StriderSPD (Binary SPD): Facilitates robust security patch detection in closed-source binaries, overcoming deficits of prior approaches that focused solely on semantic or structural representations. Extensible to multiple LLM architectures and amenable to adaptive thresholding for diverse real-world compilation settings.
6. Contributions and Implications
Both instantiations of StriderSPD offer methodologically transparent frameworks that fuse structural and temporal features via adaptive signal processing (in gait) and architectural integration of modality-specific neural encoders (in binary SPD). The empirical improvements—higher sensitivity, specificity, and F1 in gait; notable advantages in accuracy and reduced false positive rates in patch detection—demonstrate paradigm robustness. The dual-stage optimization in patch detection suggests a general principle for balancing multi-branch neural architectures with disparate parameter sizes.

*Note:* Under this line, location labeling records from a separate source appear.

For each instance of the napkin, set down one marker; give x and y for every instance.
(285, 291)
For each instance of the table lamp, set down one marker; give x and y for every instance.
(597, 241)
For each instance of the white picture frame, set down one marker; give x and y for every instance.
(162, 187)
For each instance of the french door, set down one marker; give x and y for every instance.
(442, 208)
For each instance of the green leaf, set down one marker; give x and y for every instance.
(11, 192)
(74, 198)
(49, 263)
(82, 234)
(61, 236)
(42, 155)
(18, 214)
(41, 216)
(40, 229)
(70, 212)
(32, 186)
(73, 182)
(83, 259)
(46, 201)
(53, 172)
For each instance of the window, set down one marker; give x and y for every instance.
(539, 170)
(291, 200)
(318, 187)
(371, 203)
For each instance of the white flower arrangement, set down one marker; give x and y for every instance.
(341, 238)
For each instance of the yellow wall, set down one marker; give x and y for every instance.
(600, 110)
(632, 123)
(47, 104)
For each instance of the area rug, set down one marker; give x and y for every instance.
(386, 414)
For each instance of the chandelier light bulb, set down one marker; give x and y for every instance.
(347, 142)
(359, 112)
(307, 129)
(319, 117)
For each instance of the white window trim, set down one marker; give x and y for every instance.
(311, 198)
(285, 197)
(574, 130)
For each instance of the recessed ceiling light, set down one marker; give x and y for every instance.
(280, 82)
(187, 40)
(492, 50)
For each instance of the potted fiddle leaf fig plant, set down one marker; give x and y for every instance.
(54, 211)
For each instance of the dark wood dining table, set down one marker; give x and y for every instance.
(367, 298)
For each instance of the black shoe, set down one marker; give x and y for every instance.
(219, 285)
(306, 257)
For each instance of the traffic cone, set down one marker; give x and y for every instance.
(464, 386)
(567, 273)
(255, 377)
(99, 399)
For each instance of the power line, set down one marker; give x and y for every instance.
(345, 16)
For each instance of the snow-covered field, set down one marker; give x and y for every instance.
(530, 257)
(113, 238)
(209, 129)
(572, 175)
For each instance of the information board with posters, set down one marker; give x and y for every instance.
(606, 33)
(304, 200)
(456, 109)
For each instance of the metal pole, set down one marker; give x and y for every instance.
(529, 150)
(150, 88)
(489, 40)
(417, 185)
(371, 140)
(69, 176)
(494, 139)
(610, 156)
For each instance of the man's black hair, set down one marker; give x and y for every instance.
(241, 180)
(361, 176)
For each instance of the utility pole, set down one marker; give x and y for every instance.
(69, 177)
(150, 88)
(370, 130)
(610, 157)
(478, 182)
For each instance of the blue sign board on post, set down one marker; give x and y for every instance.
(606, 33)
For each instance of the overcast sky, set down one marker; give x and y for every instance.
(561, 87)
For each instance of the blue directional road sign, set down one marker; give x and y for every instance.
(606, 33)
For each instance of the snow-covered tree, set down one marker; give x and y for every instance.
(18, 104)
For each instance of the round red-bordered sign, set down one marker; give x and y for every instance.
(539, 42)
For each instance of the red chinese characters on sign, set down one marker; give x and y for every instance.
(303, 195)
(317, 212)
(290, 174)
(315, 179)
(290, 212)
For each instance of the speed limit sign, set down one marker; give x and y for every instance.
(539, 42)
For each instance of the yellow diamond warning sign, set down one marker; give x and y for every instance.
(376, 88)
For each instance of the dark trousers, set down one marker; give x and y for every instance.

A plausible implication is the utility of adapter-mediated multi-modal fusion for other heterogeneous representation tasks.
7. Common Misconceptions and Clarifications
- "StriderSPD" is not a single algorithm but a term adopted for two distinct methodologies in biomedical signal segmentation (Aguiar et al., 2023) and binary patch detection (Li et al., 9 Jan 2026).
- The EMG segmentation pipeline does not require complex machine learning or labeled gait data, relying instead on signal-processing and adaptive heuristics.
- The binary SPD framework does not depend on source code availability, nor does it solely rely on code semantics; instead, it combines assembly-level structural cues via GCN with high-level pseudo-code features via LLM.
In summary, StriderSPD denotes rigorously evaluated pipelines that advance state-of-the-art cycle-level segmentation in unconstrained gait EMG analysis, and binary security patch detection via structure-guided joint neural representation learning. Both approaches emphasize transparency, adaptability, and superior benchmark performance, making them highly relevant in their respective fields.